In April, the Wisconsin Secretary of Agriculture, Trade, and Consumer Protection, Rod Nilsestuen, announced the formation of the North Central Bio-Economy Consortium (NCBEC), a twelve-state collaborative effort between the directors of the State Departments of Agriculture, Cooperative Extension Services, and University Agricultural Experiment Stations. The Bio-Consortium will identify and jointly act upon opportunities to ensure the nation’s transition toward greater energy independence, utilization of biomass feedstocks, and development of robust bio-economies.

Wisconsin farm

Farms within the north central region of the United States, like the one pictured here in Wisconsin, will help to produce biomass feedstocks needed to reduce America’s reliance on foreign energy supply. Credit: wikipedia.com

The north central states involved in the consortium include Illinois, Indiana, Iowa, Kansas, Michigan, Minnesota, Missouri, Nebraska, North Dakota, Ohio, South Dakota, and Wisconsin.
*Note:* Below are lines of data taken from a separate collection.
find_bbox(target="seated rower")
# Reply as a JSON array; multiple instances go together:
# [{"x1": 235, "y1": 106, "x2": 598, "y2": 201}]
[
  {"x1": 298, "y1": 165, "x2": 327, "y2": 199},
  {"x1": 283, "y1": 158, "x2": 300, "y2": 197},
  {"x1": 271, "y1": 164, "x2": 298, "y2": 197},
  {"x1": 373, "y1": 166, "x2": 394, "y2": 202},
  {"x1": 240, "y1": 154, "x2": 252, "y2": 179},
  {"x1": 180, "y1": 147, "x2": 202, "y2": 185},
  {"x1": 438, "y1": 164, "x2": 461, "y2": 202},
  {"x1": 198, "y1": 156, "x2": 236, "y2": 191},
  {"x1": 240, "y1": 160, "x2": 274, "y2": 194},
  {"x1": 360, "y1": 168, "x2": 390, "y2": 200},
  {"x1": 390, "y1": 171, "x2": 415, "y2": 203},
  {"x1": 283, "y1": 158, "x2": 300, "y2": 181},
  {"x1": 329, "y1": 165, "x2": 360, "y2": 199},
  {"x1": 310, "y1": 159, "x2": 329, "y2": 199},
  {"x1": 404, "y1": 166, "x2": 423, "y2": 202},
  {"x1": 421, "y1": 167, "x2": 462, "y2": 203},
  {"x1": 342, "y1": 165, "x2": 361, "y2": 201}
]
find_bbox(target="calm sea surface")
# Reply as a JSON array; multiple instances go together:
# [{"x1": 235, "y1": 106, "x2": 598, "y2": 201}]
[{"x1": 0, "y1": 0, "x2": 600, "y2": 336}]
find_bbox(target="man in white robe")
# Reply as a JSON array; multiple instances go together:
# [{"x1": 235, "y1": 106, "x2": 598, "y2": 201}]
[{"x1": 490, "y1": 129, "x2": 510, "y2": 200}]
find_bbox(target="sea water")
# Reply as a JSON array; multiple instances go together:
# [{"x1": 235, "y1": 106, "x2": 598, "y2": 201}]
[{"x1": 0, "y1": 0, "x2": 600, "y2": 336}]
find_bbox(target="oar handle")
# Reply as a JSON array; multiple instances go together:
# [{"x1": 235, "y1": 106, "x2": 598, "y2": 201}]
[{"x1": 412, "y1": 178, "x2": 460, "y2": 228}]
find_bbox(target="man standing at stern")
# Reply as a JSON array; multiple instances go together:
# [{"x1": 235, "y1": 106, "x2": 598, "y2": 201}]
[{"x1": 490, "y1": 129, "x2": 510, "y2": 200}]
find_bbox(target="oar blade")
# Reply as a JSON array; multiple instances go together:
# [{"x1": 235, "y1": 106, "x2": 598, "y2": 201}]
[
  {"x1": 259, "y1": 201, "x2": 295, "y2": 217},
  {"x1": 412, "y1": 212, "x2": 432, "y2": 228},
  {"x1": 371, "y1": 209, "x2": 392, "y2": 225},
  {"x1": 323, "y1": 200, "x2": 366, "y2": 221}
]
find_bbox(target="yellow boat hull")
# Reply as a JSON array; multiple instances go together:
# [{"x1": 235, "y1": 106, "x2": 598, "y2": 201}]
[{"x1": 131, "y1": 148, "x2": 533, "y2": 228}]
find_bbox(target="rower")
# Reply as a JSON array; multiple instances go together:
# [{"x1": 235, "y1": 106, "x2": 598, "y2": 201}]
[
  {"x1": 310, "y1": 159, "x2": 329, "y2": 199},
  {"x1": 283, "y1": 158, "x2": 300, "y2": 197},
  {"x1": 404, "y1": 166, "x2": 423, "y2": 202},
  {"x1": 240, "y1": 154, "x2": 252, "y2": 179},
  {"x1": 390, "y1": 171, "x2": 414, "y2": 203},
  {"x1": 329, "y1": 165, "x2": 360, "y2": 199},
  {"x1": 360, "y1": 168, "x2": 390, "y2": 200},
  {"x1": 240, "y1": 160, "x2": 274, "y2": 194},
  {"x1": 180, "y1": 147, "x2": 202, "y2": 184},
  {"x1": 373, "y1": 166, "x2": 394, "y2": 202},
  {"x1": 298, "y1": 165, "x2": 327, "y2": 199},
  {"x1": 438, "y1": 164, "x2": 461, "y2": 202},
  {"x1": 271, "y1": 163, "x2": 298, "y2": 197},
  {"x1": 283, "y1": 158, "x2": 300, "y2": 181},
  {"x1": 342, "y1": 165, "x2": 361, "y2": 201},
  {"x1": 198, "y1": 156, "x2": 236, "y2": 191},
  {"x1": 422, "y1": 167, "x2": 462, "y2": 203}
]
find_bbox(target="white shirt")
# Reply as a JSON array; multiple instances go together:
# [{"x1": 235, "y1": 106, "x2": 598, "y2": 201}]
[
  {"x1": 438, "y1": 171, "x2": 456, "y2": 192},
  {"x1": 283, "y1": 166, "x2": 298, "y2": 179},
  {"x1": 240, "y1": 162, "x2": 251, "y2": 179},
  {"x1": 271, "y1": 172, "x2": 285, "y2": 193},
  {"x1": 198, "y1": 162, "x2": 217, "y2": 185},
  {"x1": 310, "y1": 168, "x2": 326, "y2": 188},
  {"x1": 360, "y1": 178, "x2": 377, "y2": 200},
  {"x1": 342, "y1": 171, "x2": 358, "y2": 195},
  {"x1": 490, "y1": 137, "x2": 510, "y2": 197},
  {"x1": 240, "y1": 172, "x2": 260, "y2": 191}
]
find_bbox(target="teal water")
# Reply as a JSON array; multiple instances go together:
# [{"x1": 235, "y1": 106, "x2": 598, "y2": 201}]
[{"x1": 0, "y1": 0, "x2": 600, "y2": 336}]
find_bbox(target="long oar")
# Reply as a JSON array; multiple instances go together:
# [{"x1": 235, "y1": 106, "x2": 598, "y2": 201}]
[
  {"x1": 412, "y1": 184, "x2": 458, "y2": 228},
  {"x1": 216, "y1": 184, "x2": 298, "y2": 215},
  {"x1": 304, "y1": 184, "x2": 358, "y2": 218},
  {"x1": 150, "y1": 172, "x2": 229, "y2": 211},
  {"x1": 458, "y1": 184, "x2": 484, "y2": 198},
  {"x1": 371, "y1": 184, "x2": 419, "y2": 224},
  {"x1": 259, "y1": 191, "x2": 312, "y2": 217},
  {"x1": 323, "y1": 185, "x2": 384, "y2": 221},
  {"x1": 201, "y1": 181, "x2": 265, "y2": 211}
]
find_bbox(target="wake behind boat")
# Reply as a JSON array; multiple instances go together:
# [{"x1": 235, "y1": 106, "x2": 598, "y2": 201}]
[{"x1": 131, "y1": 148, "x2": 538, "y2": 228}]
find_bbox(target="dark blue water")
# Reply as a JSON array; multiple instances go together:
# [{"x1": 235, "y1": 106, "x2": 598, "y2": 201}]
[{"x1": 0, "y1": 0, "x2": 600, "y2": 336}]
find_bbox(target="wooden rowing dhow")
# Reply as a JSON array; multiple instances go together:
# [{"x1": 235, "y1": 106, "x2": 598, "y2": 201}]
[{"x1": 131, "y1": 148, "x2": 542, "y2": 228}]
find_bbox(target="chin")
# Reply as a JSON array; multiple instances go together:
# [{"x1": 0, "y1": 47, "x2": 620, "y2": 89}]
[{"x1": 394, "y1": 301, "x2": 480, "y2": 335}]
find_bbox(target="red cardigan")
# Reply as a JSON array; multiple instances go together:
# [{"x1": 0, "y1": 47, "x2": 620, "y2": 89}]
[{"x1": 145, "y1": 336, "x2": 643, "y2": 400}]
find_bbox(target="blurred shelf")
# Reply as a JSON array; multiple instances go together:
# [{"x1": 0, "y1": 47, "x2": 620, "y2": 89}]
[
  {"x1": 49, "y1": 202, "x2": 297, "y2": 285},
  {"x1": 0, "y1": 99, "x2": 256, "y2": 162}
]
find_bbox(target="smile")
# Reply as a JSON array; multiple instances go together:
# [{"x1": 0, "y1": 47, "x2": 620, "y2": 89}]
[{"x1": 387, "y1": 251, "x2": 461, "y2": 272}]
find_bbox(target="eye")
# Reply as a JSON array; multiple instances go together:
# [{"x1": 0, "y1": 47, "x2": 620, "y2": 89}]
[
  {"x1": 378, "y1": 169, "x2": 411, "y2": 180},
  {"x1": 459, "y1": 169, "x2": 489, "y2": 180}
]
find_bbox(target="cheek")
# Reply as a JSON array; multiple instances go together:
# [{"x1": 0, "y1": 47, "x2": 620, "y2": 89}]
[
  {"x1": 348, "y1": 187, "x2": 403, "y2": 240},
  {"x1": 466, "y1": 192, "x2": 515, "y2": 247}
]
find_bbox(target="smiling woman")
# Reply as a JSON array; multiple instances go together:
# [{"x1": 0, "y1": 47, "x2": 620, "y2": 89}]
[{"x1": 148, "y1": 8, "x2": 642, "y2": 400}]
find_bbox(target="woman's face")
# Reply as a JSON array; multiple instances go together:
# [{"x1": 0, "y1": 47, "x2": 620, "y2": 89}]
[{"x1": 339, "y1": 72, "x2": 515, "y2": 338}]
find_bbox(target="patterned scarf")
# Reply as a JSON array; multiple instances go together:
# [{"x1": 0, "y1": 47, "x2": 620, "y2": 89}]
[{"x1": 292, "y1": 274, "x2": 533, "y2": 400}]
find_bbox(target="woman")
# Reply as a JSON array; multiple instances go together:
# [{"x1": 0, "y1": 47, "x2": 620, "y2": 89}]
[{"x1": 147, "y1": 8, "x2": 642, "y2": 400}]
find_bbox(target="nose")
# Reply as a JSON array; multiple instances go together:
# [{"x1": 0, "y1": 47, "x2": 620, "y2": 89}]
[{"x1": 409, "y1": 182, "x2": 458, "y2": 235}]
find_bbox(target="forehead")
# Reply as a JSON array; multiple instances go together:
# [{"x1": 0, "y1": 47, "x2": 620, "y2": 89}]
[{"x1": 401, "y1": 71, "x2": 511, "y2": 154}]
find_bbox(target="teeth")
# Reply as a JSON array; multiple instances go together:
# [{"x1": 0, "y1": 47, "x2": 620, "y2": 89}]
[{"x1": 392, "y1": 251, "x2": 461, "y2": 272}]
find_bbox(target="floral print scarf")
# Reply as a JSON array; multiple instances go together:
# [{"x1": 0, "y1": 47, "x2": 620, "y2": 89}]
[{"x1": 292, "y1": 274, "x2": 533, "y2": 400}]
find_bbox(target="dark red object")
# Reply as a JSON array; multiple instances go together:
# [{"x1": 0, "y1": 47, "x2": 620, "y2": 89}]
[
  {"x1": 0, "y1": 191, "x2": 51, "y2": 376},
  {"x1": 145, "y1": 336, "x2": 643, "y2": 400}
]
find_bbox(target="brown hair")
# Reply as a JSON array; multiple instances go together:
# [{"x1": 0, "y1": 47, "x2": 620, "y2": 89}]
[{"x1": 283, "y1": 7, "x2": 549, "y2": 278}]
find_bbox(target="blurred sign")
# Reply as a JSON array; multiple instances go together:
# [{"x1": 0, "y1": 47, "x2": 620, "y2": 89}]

These states already lead the nation in the production of biofuels and have the potential to produce the amount of feedstocks needed for the next generation of cellulosic biofuels and bioenergy. Materials such as switchgrass, crop residues, woody crops, mill residues, and wood residues are either abundant or easily produced in the region.

“We are committed to making sure the north central region leads the way in renewable energy while protecting our natural resources and boosting our rural economies,” said Nilsestuen. “Today the north central region is the leader in ethanol production, and for our future, we will lead in the transition to cellulosic biofuels from perennial bioenergy crops and other biomass sources.”

“We will use collaborative research programs through our Midwest universities to make sure that our valuable working lands of agriculture and forestry are used in a sustainable manner for future generations,” said Forrest Chumly, Associate Director of the Kansas Agriculture Experiment Station at Kansas State University.

“The long history of university extension offices in working with local communities, producers, and business leaders to make sure state-of-the-art research goes to work in our farms, forests, and local businesses helps guarantee that bio-economy growth will benefit all,” said Dennis Campion, Associate Dean of Illinois Cooperative Extension.

“These are exciting times for the north central region and the United States as we move toward greater use of renewable energy and fuels,” said Sara Bergan, executive director of the Great Plains Institute. “This consortium provides our region the opportunity to develop the next generation of biofuel feedstocks and energy technologies while also providing the research and policy tools necessary to ensure long-term sustainability and economic vitality.”